Friday, April 06, 2012

Easter Prep

Well, I've survived Lent.  No desserts and no popcorn.  I extended the "no desserts" to include breakfast breads too.  Although, I did have several thoughtful discussions with random people on the topic of doughnuts.  Are they a dessert?  Most people said it really depended on the time of day.  Interesting.

When I stopped in at Backporch Roasters, they had these lovely fig bars (from Baked Bakery) in a jar right next to the cash register.  The barista said the bars are really a snack, not a dessert.  Hmmmm....anything from Baked is fantastic.  I may have to go back next week.

Am I looking forward to a double helping of dessert on Sunday with a side of popcorn?  Kind of.  I'm making a Cinnamon Chocolate Cake, recipe courtesy of the Penzey's Spices magazine.  I made it a few weeks ago for our company, and everyone said it was a keeper.  More importantly, I'm making Sweet Potato Casserole for Easter dinner.  It's sweet, delicious, and almost like a dessert. The recipe is from my Mama!  Southern gals know about casseroles.

Sweet Potato Casserole
3 c. cooked, mashed sweet taters
3/4 c. sugar - less if desired
2 eggs, beaten
2 t. vanilla
1/2 c. milk
1/2 t. salt
1/2 stick butter

Add all the ingredients to the taters and place in a greased casserole dish. 

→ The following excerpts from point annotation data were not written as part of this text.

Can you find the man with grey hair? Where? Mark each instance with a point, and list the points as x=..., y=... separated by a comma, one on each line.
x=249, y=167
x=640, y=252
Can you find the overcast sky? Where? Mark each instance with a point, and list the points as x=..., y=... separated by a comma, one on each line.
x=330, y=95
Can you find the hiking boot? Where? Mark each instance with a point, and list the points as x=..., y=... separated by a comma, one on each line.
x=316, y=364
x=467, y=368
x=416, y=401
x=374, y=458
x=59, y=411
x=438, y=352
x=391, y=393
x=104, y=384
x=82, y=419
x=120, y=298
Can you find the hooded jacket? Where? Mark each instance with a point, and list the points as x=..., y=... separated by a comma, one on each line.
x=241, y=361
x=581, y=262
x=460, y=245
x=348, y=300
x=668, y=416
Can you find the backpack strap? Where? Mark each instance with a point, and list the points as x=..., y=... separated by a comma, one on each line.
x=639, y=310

1 c. brown sugar - less if desired
1/2 c. melter butter
1/3 c. flour
1 c. chopped pecans

Combine topping ingredients.  Sprinkle on top of the casserole.  Bake at 350 for 30-40 minutes.

Notes:  Use less sugar if you're sensitive to sugary stuff.  You can cheat and use canned sweet taters if you're in a pinch.

Since we're going to Hilton Head Island in July to celebrate my parents' 50th wedding anniversary, I'm toying with the idea of not eating desserts until then.  Lose some more weight, save up money for a new bathing suit...sounds good to me!